For a = 2, b = -1 and c = -40755, one of the roots is 143.0 (143.0 is printed to console when I echo it so I'm only interested in such double values, not 143.00001) My question is, how can I make sure that any root has an integer value? If root1 = 143.0 then e.g. root1 == 143 should return true.

I tried root1 == Math.floor(root1) but it didn't work.

Upvotes: 2

Views: 1066

Answers (7)

Yogendra Singh
Yogendra Singh

Reputation: 34367

If I would be you, I will simply take the int/long value of the roots and re-verify the equation to make sure that int/long value of the root is OK or not e.g.

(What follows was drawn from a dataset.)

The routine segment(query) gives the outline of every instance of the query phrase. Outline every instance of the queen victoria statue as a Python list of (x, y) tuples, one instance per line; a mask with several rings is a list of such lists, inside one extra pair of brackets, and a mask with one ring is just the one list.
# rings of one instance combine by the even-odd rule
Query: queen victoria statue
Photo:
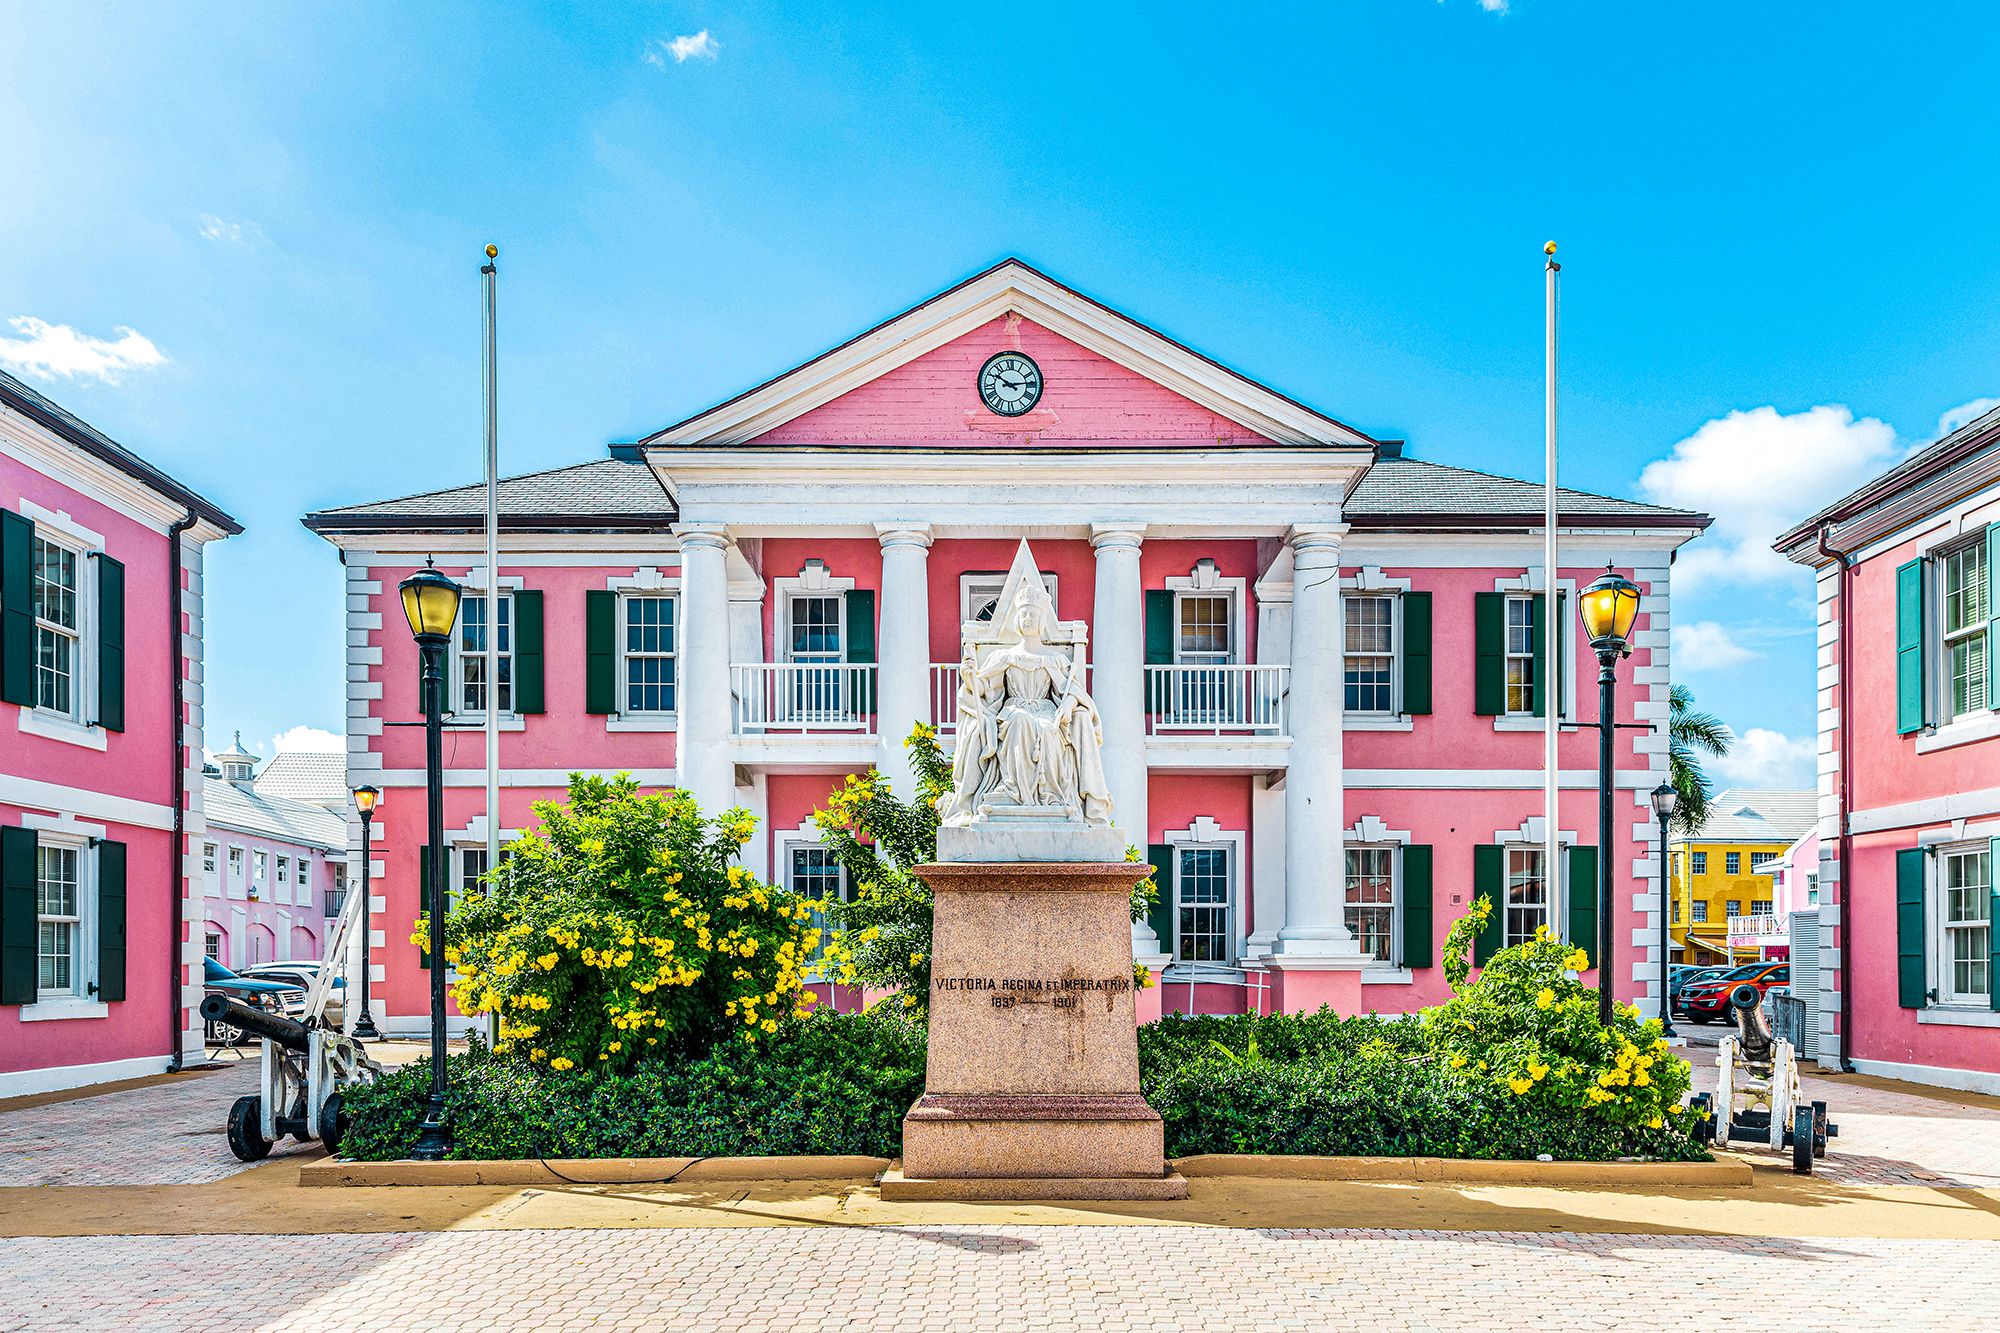
[[(971, 843), (953, 830), (982, 826), (999, 834), (1106, 830), (1111, 793), (1104, 780), (1104, 737), (1097, 705), (1084, 689), (1089, 631), (1056, 619), (1028, 544), (1022, 542), (990, 622), (968, 621), (959, 665), (958, 750), (952, 790), (940, 808), (939, 851)], [(1019, 839), (1004, 841), (1018, 844)], [(1030, 839), (1030, 841), (1045, 841)], [(1076, 843), (1097, 850), (1103, 835)], [(1084, 844), (1089, 844), (1086, 849)], [(998, 848), (994, 848), (998, 851)], [(1019, 845), (1022, 859), (1036, 856)], [(968, 855), (965, 859), (997, 859)]]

// using round because an equivalent int/long may be represented by a near binary fraction
// as floating point calculations aren't exact
// e.g. 3.999999.. for 4
long longRoot = Math.round(root1); 
if(a*longRoot*longRoot +  b*longRoot + c==0){
    //its valid int root
}else{
    //ignore it
}

Upvotes: 2

Ranjit Singh
Ranjit Singh

Reputation: 3735

the best way will be check whether (Math.floor(root1)-root1)<=0.0000001 It will give you the correct output.

Upvotes: 0

manji
manji

Reputation: 47978

You can test the integer value if it's a solution also:

x = Math.floor(root1);
if(a*x*x+b*x+c == 0)
...

Upvotes: 2

Peter Lawrey
Peter Lawrey

Reputation: 533482

If you want an integer result use round as your error might mean the number is slightly too large or slightly too small.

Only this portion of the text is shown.